The almost vertical black lines show the journeys of individual trucks. Most of them move pretty smoothly and predictably around the circuit. Their paths resemble steeply sloped hash fill. There are, however, quite a few oddities and anomalies. The biggest event was the arrival of a string of new container rail cars that were stacked 2 high. As the string was arriving it blocked the exit from the yard. Once it was in place, the double height containers effectively blocked the camera’s view of anything that was happening at the far end of the yard. I could only tag movements up to the point that the trucks went out of view behind the train. Nonetheless, the diagram has some interesting tidbits to ponder:

  1. This truck spent a long time either waiting or parking. That occurred on the far side of the circuit, where a few trucks drove right up beside the container hoists and waited while their container was shifted directly onto the train. If I cared to, I could go back to the tagged video to see what actually happened.
  2. Something weird happened with this truck. Either the data got messed up or it violated the traffic flow protocol and tried to sneak back out on the aisle where it came in. Again, I can go back and check.
  3. This truck parked nearly at the entry gate, so it did go back out without doing the circuit.
  4. Three trucks entered the yard almost at the same time and two of them were assigned to park close to one another in the first parking area. The parking of the earlier truck blocked the later truck, extending the time it took for the second truck to drop its container and head to the exit.
  5. This truck was almost out of the yard when it got in a line waiting for the incoming train string of cars to pass by.
  6. These trucks all dropped their containers in the second major parking area that was just out of the camera’s vision. So I couldn’t follow them any further.

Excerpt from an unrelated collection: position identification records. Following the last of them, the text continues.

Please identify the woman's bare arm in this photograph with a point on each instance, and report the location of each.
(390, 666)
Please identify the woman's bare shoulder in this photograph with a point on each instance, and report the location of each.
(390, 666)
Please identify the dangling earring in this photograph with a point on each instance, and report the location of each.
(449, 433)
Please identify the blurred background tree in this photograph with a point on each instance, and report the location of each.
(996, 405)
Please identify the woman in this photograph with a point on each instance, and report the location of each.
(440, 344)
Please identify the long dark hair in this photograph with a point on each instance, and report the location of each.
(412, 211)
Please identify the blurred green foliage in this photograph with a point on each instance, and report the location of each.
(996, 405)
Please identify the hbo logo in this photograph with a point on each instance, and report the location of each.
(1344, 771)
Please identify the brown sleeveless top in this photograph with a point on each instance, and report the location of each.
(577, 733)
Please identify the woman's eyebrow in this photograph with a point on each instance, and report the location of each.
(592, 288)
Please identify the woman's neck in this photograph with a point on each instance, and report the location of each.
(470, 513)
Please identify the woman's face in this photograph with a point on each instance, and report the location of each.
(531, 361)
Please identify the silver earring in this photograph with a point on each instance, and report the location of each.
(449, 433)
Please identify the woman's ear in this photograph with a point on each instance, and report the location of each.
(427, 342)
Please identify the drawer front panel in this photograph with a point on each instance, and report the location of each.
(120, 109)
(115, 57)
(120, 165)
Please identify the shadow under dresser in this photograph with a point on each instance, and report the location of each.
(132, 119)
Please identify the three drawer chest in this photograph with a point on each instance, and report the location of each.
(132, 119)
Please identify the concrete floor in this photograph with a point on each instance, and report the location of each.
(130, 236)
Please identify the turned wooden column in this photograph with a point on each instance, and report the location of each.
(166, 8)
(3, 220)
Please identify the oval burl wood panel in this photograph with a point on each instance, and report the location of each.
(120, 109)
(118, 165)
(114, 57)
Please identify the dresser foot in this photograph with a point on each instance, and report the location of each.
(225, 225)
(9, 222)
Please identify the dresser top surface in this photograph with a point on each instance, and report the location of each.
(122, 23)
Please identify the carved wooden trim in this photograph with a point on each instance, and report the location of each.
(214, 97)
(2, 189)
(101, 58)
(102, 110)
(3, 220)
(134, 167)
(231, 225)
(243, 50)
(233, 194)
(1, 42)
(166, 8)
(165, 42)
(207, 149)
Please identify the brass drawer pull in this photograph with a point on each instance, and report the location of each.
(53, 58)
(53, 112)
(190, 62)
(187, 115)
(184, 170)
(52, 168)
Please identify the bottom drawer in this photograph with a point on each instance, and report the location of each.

Due to the sight line limitation of the single camera, this diagram is not nearly as dense and information-rich as it could be. If I could have done the tagging from the array of surveillance cameras that I am certain are already in place, I could have pinpointed locations and actions for every truck (and eventually every other vehicle) in the yard over any arbitrary time period. It is a bit tedious, but not nearly as bad as most people might think.

This type of visualization can be developed for any process where locations are recorded for discrete objects as they travel from a starting point to an ending point over time. It could be any of the following:

  • Progress along an assembly line
  • Progress of shipments from an overseas supplier
  • Progress of customers through a designed aisle sequence (likes some supermarkets)
  • Progress of packages in a warehouse.

It’s not absolutely necessary to know a physical distance. Why not build a virtual distance measure for orders and payments flowing through an ERP system … or progress towards completion of a repetitive task. You wouldn’t need Dartfish. Just use milestones for the vertical scale.